At present nearly 100,000 Britons suffer from MS, an incurable nerve disease that causes loss of mobility, sight problems, tiredness and excruciating pain eventually leading to death. The disease affects myelin, the substance that surrounds all nerves in the brain and spinal cord. This impairs the way messages are transmitted from the brain to the rest of the body. Women are twice as likely to develop MS than men.

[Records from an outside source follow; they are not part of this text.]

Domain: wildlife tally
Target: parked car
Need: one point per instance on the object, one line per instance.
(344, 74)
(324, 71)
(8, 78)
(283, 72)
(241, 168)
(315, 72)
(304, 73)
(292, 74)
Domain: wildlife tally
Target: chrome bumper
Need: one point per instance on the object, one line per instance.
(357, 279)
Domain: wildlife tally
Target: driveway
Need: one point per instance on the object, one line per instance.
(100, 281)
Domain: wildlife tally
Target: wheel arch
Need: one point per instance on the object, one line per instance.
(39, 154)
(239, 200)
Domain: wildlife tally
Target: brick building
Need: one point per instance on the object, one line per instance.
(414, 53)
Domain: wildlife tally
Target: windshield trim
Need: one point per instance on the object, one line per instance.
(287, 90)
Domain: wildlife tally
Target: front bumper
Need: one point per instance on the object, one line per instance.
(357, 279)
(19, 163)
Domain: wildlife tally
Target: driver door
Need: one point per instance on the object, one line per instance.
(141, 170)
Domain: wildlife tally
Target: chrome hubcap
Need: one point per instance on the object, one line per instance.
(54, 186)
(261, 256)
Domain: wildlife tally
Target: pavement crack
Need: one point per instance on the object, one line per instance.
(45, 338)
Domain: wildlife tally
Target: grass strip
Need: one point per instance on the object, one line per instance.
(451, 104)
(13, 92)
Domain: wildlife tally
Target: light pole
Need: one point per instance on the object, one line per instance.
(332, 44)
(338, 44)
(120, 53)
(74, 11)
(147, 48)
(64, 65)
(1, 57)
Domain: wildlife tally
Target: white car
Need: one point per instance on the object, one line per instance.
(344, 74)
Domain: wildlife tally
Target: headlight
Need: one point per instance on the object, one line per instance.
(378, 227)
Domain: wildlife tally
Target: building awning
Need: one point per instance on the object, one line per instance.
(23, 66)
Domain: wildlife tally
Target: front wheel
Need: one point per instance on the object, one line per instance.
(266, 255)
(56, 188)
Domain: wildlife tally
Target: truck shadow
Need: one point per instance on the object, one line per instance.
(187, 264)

The researcher team from Cambridge and Edinburgh Universities have discovered a way of stimulating stem cells in the brain to help repair the damaged myelin. In people with MS, the natural process by which lost myelin is rebuilt and replaced is blocked. Scientists have been looking for ways to switch the mechanism back on by focusing on oligodendrocyte precursor cells (OPCs), a type of stem cell needed for myelin repair. They found the principle to work in laboratory rats wherein injections of stem cells with a chemical called retinoic acid could help repair the myelin. The chemical retinoic acid seemed to act as a “biochemical switch” that triggers the repair. The research findings were published in the journal Nature Neuroscience. The researchers believe this would open new avenues in MS therapy.
Professor Robin Franklin, director of the MS Society’s Cambridge Centre for Myelin Repair at Cambridge University, who led the study, said, “Therapies that repair damage are the missing link in treating multiple sclerosis. In this study we have identified a means by which the brain’s own stem cells can be encouraged to undertake this repair, opening up the possibility of a new regenerative medicine for this devastating disease.”
Simon Gillespie, of the MS Society, said, “For people with MS this is one of the most exciting developments in recent years…It’s hard to put into words how revolutionary this discovery could be and how critical it is to continue research into MS. We’re delighted to have funded the first stage of this work and we’re now looking into funding it further.”